Gender

Gender is a characteristic of a person which must always exist. It is captured on registration and is mandatory for a person (and optional for a prospect person) so once the person registration process is complete, a gender evidence record is created automatically. Gender records can be updated with corrections and successions. For example, a client might contact the organization to say he incorrectly recorded his gender as female during an online application for benefits. The user would view his gender record and correct the value from ‘female’ to ‘male’.

The client may later contact the organization to inform them of a gender change which took place on a particular date. In this situation, the user would edit the existing gender record, entering a new gender value with an effective date of change set to the date on which the gender changed. Updating a record with a succession is therefore recording a change in details from a particular date.

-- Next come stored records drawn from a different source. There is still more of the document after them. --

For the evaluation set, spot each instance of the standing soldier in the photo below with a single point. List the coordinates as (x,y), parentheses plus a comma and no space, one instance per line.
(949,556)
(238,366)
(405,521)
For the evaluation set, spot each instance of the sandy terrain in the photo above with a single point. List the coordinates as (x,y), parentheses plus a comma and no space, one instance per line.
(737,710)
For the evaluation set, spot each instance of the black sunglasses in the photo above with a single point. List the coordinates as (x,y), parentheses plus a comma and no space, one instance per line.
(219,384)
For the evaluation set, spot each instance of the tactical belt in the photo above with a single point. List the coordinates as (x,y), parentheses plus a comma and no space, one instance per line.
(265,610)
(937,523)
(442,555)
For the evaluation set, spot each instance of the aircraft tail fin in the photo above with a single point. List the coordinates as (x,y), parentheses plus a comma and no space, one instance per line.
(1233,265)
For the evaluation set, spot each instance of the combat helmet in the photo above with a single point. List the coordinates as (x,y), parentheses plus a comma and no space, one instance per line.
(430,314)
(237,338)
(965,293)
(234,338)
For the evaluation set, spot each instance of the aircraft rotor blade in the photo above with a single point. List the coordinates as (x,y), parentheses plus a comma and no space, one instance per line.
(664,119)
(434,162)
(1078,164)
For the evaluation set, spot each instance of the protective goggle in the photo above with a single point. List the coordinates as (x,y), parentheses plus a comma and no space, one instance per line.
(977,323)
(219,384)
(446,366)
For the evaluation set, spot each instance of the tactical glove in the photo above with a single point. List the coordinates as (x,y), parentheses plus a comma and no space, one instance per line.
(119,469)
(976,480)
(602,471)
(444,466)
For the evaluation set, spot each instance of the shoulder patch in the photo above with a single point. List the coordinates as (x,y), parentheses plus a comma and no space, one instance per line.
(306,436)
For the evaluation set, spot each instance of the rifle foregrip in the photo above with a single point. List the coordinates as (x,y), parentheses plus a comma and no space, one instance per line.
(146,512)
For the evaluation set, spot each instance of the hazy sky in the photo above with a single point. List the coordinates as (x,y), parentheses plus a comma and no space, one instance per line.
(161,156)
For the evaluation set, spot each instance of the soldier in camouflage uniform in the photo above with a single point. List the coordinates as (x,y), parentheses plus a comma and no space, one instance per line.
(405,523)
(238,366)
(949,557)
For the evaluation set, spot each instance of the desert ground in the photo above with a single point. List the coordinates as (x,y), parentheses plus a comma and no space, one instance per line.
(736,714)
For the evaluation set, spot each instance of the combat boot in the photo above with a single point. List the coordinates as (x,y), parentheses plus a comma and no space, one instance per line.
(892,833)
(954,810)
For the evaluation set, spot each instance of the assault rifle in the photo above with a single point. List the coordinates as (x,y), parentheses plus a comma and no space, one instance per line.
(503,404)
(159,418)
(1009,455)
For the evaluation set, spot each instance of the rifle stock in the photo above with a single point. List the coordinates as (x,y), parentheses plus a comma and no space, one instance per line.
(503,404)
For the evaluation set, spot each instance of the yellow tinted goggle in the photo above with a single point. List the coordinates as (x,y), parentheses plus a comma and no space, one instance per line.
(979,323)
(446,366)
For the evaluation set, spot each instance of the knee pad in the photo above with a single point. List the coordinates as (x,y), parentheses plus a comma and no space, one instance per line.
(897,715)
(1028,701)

Gender records brokered from another case are processed automatically. Because there can only ever be one gender record,the system simply checks for a gender record and if one exists, the system checks if the incoming record is logically identical to the existing record, by comparing the ‘gender’ attribute on both. If the attributes do not match, the system updates the existing record held with the details on the incoming record (where the incoming record has the latest received date). This update will either result in a correction to the gender (i.e. because the gender was recorded incorrectly initially) or a change in gender from a different effective date. To determine this, the system will compare the effective date of change on both records and if the incoming record has a later effective date of change, it will assume the gender has changed from that date. This means that from the original effective date, the client will be recorded as one gender and from a later date, they are recorded as another gender.